To an LLM, everything looks like a logic puzzle

I keep seeing this meme doing the rounds where people present ChatGPT with a common logic problem or riddle, only with some key component changed to make it trivial. ChatGPT has seen the original version a million times, so it gives the answer to the original, not the actually correct and obvious answer.

Image
Screenshot of ChatGPT 4o dialog


You:

The emphatically male surgeon who is also the boy’s father says, “I can’t operate on this boy! He’s my son!” How is this possible?


ChatGPT:

The surgeon is the boy's mother.

The idea is to show that ChatGPT isn’t intelligent, it’s just reciting what it’s seen before in similar contexts to the one it’s seeing now and there’s no actual reasoning taking place. My issue with this is it’s pretty clear to me that most humans fail in very similar ways, just at a slightly higher level of complexity.

The clearest way this manifests is in the adage ‘to a man with a hammer, everything looks like a nail’. When presented with a new problem that bears a strong resemblance to problems we’ve solved before, it’s a very natural response to employ the same method we used previously.

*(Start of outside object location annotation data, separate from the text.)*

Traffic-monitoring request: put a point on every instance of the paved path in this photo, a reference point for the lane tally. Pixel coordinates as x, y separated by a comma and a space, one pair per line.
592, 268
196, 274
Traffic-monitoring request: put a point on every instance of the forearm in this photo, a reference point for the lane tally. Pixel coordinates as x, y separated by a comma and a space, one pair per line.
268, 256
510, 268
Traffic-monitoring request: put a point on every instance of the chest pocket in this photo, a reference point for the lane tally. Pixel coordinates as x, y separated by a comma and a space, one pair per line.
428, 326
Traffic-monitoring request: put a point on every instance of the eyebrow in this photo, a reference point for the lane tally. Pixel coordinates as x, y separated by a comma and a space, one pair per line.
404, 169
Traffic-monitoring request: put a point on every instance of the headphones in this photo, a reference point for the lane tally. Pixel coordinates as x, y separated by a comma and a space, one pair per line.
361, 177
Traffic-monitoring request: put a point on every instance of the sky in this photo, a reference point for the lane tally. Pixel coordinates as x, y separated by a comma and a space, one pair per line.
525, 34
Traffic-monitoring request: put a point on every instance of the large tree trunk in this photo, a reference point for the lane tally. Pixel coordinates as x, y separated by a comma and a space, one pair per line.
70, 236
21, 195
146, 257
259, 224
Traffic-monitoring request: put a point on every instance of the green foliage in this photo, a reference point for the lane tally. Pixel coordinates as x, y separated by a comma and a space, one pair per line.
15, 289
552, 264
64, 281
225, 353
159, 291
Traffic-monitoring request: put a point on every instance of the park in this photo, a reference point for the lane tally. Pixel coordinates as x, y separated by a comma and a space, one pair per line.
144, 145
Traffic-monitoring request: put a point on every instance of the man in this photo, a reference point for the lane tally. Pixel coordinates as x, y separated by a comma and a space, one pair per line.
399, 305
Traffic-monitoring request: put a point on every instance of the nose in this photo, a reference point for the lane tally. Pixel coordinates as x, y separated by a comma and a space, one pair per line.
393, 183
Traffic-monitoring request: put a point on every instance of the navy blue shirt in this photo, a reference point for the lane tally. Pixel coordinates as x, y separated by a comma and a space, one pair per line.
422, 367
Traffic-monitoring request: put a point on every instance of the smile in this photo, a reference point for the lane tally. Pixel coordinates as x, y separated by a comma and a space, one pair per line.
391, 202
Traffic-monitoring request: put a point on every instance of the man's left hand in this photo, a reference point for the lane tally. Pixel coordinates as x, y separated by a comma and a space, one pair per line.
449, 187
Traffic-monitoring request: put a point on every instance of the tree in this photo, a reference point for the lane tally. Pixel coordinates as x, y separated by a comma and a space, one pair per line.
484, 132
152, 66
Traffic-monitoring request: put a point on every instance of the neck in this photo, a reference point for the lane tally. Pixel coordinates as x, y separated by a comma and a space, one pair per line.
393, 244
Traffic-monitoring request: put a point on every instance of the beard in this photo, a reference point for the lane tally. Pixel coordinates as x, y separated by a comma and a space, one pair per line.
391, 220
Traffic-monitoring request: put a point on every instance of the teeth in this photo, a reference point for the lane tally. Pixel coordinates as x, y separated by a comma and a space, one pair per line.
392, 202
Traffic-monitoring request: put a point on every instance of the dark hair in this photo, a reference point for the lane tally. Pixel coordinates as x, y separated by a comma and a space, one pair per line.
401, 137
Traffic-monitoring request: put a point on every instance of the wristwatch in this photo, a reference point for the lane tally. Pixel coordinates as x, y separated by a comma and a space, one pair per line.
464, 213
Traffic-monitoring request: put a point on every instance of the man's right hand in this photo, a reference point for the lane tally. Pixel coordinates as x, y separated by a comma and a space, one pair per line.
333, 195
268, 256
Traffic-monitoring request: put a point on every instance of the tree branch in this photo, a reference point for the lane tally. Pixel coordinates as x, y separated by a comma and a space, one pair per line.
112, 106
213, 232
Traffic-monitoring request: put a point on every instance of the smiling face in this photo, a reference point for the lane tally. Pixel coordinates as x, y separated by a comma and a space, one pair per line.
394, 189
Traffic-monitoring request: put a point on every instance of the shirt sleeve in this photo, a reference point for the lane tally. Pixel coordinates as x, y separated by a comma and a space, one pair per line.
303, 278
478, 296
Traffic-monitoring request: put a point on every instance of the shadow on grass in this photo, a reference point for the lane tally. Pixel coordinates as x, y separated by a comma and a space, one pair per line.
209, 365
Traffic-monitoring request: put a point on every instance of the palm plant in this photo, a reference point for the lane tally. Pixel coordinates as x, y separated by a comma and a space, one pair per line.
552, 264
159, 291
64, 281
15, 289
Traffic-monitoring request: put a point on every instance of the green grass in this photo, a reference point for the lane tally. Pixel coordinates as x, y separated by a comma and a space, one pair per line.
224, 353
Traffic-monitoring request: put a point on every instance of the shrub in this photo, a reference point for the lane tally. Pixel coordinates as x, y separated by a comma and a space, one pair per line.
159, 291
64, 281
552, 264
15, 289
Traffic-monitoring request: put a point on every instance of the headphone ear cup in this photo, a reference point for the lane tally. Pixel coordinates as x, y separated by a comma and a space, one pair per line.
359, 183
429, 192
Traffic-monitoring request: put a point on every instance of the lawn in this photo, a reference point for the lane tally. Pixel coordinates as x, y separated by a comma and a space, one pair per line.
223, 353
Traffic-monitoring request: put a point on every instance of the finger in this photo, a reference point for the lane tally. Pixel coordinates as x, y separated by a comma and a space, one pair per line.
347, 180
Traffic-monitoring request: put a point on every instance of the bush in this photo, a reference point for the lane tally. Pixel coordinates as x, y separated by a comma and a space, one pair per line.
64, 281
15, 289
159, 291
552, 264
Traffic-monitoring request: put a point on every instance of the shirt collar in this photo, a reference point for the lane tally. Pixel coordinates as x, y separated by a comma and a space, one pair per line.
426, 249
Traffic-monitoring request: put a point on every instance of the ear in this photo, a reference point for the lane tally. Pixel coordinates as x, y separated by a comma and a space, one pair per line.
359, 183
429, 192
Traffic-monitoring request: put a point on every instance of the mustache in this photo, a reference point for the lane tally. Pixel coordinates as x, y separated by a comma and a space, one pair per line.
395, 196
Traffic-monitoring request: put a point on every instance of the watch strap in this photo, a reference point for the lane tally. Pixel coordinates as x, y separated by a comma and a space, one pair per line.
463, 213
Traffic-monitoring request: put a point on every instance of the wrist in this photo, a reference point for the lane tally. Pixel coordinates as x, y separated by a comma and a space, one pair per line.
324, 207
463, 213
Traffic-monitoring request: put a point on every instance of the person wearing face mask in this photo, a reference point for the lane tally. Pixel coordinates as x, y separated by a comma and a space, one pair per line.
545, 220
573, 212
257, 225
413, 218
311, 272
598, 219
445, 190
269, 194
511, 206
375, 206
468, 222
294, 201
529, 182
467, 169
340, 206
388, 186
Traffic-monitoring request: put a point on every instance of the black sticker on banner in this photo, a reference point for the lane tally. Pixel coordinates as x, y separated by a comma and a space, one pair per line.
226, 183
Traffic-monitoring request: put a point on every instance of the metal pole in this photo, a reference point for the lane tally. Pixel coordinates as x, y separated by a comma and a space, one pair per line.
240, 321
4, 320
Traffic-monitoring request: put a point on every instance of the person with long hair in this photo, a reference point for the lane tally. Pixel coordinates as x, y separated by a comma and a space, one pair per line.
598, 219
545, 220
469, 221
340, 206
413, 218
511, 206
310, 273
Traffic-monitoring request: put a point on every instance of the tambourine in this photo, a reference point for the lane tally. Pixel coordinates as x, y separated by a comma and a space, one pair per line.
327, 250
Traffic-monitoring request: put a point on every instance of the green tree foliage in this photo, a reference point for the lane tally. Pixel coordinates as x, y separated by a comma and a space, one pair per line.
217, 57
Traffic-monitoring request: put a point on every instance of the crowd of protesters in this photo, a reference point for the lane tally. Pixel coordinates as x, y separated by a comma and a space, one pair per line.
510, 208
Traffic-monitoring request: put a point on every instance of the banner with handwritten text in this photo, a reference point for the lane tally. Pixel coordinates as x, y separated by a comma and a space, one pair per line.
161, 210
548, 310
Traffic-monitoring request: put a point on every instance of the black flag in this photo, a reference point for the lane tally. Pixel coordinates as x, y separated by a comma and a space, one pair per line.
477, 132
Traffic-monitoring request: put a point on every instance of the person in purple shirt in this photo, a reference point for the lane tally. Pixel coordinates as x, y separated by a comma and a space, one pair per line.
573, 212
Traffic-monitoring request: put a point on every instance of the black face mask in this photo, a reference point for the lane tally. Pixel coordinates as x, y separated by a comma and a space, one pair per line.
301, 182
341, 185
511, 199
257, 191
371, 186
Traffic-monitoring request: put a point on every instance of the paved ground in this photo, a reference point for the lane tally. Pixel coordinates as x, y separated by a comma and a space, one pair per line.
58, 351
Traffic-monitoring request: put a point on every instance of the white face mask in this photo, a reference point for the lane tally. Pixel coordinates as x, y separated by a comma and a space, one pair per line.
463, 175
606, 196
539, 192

At the age of 16, I had very little understanding of statistics or machine learning but I knew about linear regression. I LOVED linear regression. If you came to me with some dataset and asked me what methodology I would use to analyze it, make predictions, anything like that, I would probably say linear regression. The dataset could be wildly, embarrassingly unsuitable for linear regression, but I would still probably suggest it as my first port of call. I certainly hope this doesn’t mean that 16-year-old me was incapable of human-level reasoning.

Something I see a lot is people with monocausal narratives for history. They probably read a book about how a number of events were all caused by X. This book was probably correct! But they took it way too far and the next time someone asked them what caused some totally unrelated event, their go-to response might be X or some variation on X. In a lot of cases, this answer might be totally nonsensical, just like ChatGPT’s responses above. Nevertheless this person is still able to reason intelligently, they’re just performing a bunch of shortcuts in their head when deciding how to answer questions; most of the time these shortcuts work and sometimes they don’t.

If someone made me do ten logic puzzles a day for a year, all with pretty similar formats and mechanisms and then one day they switched out a real logic puzzle for a fake trivial one, I’d probably get it wrong too. Long story short, I think the prompts above are fun and could be taken as evidence that ChatGPT is still well below human-level general intelligence, but I don’t think it sheds any light on whether it’s capable of intelligent reasoning in general.